1. Implement Memory Monitoring with Alerts

# Prometheus alert rule
groups:
- name: kubernetes-memory
  rules:
  - alert: PodHighMemoryUsage
    expr: |
      (container_memory_usage_bytes / container_spec_memory_limit_bytes) > 0.9
    for: 5m
    labels:
      severity: warning
    annotations:
      summary: "Pod {{ $labels.pod }} is using > 90% memory"
      description: "Memory usage: {{ $value | humanizePercentage }}"

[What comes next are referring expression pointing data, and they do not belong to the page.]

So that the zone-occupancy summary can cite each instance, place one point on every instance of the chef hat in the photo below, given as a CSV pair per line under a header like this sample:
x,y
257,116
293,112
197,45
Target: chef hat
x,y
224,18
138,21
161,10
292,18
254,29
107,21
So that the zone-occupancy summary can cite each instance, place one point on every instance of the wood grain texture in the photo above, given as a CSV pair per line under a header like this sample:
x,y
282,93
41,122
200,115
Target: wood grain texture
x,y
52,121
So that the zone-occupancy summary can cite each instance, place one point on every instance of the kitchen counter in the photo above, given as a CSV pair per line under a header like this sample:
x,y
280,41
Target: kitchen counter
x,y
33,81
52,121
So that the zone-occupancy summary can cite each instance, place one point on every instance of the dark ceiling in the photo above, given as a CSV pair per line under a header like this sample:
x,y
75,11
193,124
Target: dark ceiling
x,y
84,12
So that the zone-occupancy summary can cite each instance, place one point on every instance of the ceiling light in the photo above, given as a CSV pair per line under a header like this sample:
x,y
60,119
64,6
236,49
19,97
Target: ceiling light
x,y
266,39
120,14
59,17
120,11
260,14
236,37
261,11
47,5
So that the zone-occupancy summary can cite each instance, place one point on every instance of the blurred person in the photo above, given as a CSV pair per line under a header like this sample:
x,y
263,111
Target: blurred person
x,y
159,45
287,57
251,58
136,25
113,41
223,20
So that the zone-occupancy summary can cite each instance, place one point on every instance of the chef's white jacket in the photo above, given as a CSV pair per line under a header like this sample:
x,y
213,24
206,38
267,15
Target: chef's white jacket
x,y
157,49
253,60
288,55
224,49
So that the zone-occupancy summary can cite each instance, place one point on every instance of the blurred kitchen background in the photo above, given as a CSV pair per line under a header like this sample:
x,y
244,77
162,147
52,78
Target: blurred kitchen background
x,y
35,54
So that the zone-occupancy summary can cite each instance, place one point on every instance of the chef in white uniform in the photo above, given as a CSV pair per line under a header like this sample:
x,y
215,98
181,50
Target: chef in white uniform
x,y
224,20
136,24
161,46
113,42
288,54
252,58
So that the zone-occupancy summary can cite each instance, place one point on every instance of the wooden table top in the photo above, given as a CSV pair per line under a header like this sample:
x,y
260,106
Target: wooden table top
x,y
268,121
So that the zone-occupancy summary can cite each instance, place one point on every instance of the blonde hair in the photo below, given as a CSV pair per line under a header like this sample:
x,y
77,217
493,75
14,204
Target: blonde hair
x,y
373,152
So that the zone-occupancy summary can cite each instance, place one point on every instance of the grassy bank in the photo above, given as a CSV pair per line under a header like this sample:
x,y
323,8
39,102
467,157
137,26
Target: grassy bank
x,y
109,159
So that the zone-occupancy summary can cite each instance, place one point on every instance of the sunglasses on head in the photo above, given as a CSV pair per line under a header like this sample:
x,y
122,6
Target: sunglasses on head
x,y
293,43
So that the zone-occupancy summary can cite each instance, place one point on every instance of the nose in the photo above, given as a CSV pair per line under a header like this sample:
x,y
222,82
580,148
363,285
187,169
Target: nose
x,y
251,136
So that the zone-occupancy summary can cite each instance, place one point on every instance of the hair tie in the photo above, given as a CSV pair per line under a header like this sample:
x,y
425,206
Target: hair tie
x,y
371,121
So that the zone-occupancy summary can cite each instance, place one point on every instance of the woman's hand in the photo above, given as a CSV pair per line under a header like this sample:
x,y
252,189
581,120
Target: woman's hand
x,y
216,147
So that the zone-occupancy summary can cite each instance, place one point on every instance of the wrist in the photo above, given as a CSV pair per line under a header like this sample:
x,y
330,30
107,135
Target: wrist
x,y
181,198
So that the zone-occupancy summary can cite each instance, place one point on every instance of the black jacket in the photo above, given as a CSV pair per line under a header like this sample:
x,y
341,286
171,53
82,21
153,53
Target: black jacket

2. Set Appropriate Resource Requests and Limits

Best practice formula:

Request = Average usage + 20% buffer
Limit = Peak usage + 30% buffer

Example calculation:

Average memory usage: 400Mi (from metrics)
Request: 400Mi * 1.2 = 480Mi → Round to 512Mi

Peak usage during processing: 1.5Gi (from metrics)
Limit: 1.5Gi * 1.3 = 1.95Gi → Round to 2Gi

3. Implement Horizontal Pod Autoscaling

Instead of making pods bigger, make more pods:

apiVersion: autoscaling/v2
kind: HorizontalPodAutoscaler
metadata:
  name: analytics-worker-hpa
  namespace: analytics
spec:
  scaleTargetRef:
    apiVersion: apps/v1
    kind: Deployment
    name: analytics-worker
  minReplicas: 3
  maxReplicas: 10
  metrics:
  - type: Resource
    resource:
      name: memory
      target:
        type: Utilization
        averageUtilization: 70  # Scale when avg pod uses >70% memory
  behavior:
    scaleUp:
      stabilizationWindowSeconds: 60
      policies:
      - type: Percent
        value: 100  # Double pods at once if needed
        periodSeconds: 60

4. Optimize Application Memory Usage

// Process data in smaller chunks instead of all at once
async function processDataOptimized() {
  const CHUNK_SIZE = 1000;

  while (true) {
    // Fetch small batch
    const batch = await fetchNextBatch(CHUNK_SIZE);
    if (batch.length === 0) break;

    // Process batch
    await processBatch(batch);

    // Batch is garbage collected after loop iteration
  }
}

// Use streams for large files
const fs = require('fs');
const readline = require('readline');

async function processLargeFile(filePath) {
  const fileStream = fs.createReadStream(filePath);
  const rl = readline.createInterface({
    input: fileStream,
    crlfDelay: Infinity
  });

  for await (const line of rl) {
    // Process one line at a time
    await processLine(line);
    // Memory is released after each line
  }
}

5. Enable Vertical Pod Autoscaler (VPA) for Automatic Tuning

apiVersion: autoscaling.k8s.io/v1
kind: VerticalPodAutoscaler
metadata:
  name: analytics-worker-vpa
  namespace: analytics
spec:
  targetRef:
    apiVersion: apps/v1
    kind: Deployment
    name: analytics-worker
  updatePolicy:
    updateMode: "Auto"  # Automatically adjust requests/limits
  resourcePolicy:
    containerPolicies:
    - containerName: worker
      minAllowed:
        memory: "512Mi"
      maxAllowed:
        memory: "4Gi"
      controlledResources: ["memory"]

VPA will:

  • Monitor actual memory usage
  • Automatically adjust requests/limits
  • Prevent OOMKills by increasing limits proactively

Production Checklist: Preventing OOMKilled

  • Set memory requests based on average usage + buffer
  • Set memory limits based on peak usage + buffer
  • Use Burstable QoS (requests < limits) for variable workloads
  • Implement memory usage alerts (> 80% for warning, > 90% for critical)
  • Enable HPA to scale out instead of up
  • Consider VPA for automatic resource tuning
  • Profile application for memory leaks
  • Process large datasets in chunks/streams
  • Monitor with Prometheus + Grafana
  • Test under production-like load before deploying

Practice Question

A pod has memory request of 512Mi and limit of 1Gi. The node has 2Gi total memory. What happens when the pod tries to use 1.5Gi?